The governments co-sponsoring the waiver proposal recently submitted a revised proposal to the WTO outlining its scope and duration, with the objective of progressing to formal text-based negotiations. An increasing number of countries (63 as of today) are co-sponsoring the waiver and more than 100 nations, and more recently the BRICS bloc, have come out in support and welcome the waiver overall. Brazil, however, remains reluctant to declare full support for the waiver proposal, defining its position as “open for discussion,” but at the same time pushing for a longer negotiation timeline.

Following the 5 May US announcement supporting the proposal and expressing willingness to engage in formal text-based negotiations, many more countries have shown an interest in moving forward with the discussions. However, the EU has so far refused to engage in productive discussions on the proposal and continues to instead rally for voluntary measures by pharmaceutical corporations, which so far have shown limited success. The EU has also been insisting that countries resort to using an existing public health measure — ‘compulsory licensing’ to override patents product by product — to facilitate production of individual COVID-19 medical tools, rather than a waiver that addresses all IP barriers up front.

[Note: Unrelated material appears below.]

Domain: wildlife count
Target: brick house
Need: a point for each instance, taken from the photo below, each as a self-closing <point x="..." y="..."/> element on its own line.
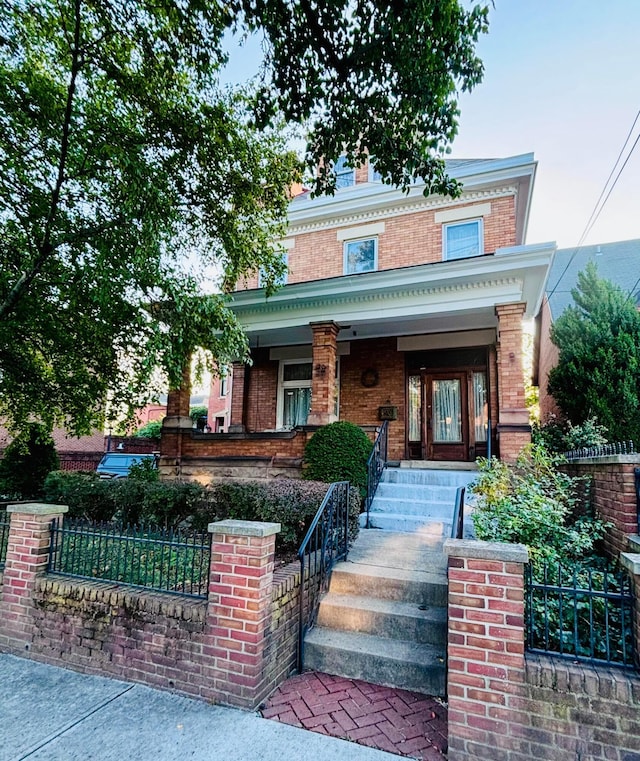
<point x="618" y="262"/>
<point x="399" y="306"/>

While MSF has long advocated for the use of compulsory licensing as needed to ensure countries benefit from the price-lowering effect of competition among generic producers to increase access to essential medicines, this route is not efficient during pandemic conditions: legal obstacles, pressure from pharmaceutical corporations and red tape make it too cumbersome, slow and complicated to address pandemic-level challenges. The proposed TRIPS waiver would provide countries with an effective and expeditious way to remove key IP barriers in advance, rather than wait for barriers to hit and then scramble into action.

“The EU’s continued insistence on the use of compulsory licensing in its counter-proposal as an excuse for opposing the original ‘TRIPS waiver’ is disingenuous and endangers public health globally,” said Dimitri Eynikel, EU Policy Advisor for MSF’s Access Campaign. “By focusing just on compulsory licensing, the EU is promoting a safeguard that can only bypass patents but not all IP barriers, thereby making it less effective than the proposed waiver. In this raging pandemic, countries need to have all options at their disposal to encourage the manufacturing of COVID-19 medical tools across the world. The EU and other nations opposing this waiver need to stop blocking other countries’ efforts to protect their populations in a public health emergency.” 

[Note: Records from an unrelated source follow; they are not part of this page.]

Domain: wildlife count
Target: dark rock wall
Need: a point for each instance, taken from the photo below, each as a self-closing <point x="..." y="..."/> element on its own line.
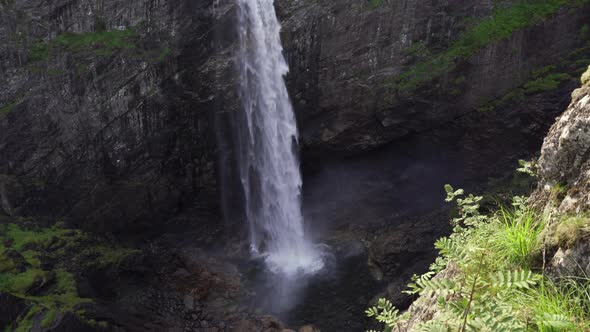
<point x="345" y="54"/>
<point x="116" y="137"/>
<point x="113" y="137"/>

Meanwhile, many members of the European Parliament are making efforts to garner support for the waiver proposal. Last month, the European Parliament adopted a resolution on ending the HIV/AIDS epidemic by 2030, wherein a clear call was made to support the TRIPS waiver proposal. The European Parliament is expected to vote on a specific resolution in support of the waiver proposal between 7 and 10 June. A number of countries that continue to resist the waiver proposal are also part of the Group of 7 (G-7), whose heads of state are meeting at a summit next week. G-7 leaders should, at this critical moment in a pandemic, take concrete steps to show global solidarity and support this important waiver from monopolies to facilitate access to COVID-19 medical tools.

“With new and more transmissible variants of the virus emerging in many countries, we cannot afford to delay the adoption of this waiver and other strategies needed to expedite a global solution for production scale-up and diversification of supply, so that COVID-19 medical tools are accessible and affordable for everyone,” said Guevara.